NEW YORK (GenomeWeb) – A team from the US and France has demonstrated the potential of using clinical sequencing to inform treatment for spitzoid melanoma, a form of melanoma that typically turns up in children and adolescents.
"Our analysis of a single index case highlights the value of comprehensive sequencing in identifying previously undescribed somatic alterations that can impact treatment," first and co-corresponding author Scott Newman, a computational biology researcher at St. Jude Children's Research Hospital, and his colleagues wrote in a study published online today in Nature Medicine.
Past studies of spitzoid melanoma have identified driver gene fusions involving genes such as BRAF, ROS1, and ALK, the team noted, though it is typically not possible to pick up driver alterations in roughly half of cases.

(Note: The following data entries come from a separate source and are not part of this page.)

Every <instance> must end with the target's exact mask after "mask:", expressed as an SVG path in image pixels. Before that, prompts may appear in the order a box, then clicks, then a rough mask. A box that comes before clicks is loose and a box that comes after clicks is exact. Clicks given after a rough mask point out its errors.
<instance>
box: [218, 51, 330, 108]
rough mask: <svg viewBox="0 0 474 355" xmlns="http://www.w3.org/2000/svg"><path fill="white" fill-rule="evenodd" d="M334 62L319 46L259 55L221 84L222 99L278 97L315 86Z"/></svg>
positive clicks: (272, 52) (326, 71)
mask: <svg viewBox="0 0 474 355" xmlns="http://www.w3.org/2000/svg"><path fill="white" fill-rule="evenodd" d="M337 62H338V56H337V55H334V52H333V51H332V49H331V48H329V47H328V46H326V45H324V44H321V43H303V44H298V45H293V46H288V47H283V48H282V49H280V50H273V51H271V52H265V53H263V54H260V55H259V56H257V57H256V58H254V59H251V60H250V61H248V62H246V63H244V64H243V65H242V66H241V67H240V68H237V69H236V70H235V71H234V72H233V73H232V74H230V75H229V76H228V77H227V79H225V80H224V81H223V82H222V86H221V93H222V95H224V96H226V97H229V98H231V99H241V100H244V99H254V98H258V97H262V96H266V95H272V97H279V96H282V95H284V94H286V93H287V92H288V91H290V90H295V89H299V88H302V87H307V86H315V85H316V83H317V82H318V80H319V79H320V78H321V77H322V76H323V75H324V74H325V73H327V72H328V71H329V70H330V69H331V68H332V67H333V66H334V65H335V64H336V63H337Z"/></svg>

For their analysis, the researchers used clinical whole-genome, exome, and/or RNA sequence data on samples from an 11-year-old boy with locally recurrent spitzoid melanoma who had gone through prior treatment with conventional therapeutic approaches, uncovering an in-frame MAP3K8 gene fusion.
Because MAP3K8 codes for a serine-threonine kinase enzyme involved in MEK activation, the team speculated that the initial patient profiled may respond to the small molecule MEK 1/2 inhibitor trametinib. Following oral treatment with trametinib, the boy did show a decrease in the size and number of spitzoid melanoma lesions, though he ultimately discontinued treatment due to cardiotoxicity and diminished efficacy.
"Therapeutic targeting of the MAPK signaling cascade is of great relevance to melanoma, and the presence of a MAP3K8 abnormality may predict a response to trametinib," the authors wrote. "The in vivo response in our patient, although transient, provided preliminary support for the efficacy of MEK inhibition in patients that harbor this lesion; however, future clinical studies are necessary to explore this further."
When the researchers went on to assess 51 samples from another 49 spitzoid melanoma patients with RNA sequencing, meanwhile, they identified in-frame fusions involving MAP3K8 in almost one-third of cases. They noted that each of those fusions involved transcript fusions that replaced or truncated an autoinhibitory exon of MAP3K8.
"MAP3K8 disruption leading to loss or replacement of the final exon was the most prevalent alteration in the 49 cases analyzed," the authors wrote. "Rearrangements were found in both atypical Spitz tumor and spitzoid melanoma cases; they may also be found in benign nevi, as are other driving mutations or fusions, but suitable benign Spitz samples were not available for assessment."
To search for other cancer-related alterations in MAP3K8, the team sifted through data from the COSMIC and CBioPortal databases, as well as RNA-seq data for 472 melanoma patients from the Cancer Genome Atlas project. In seven of the 472 melanoma cases from TCGA, for example, the expression profiles pointed to MAP3K8 fusions or truncations.
From these and other findings, the authors noted the that "MAP3K8 rearrangements — uncovered by comprehensive clinical sequencing of a single case — are the most common genetic event in spitzoid melanoma, are present in adult melanomas, and could be amenable to MEK inhibition."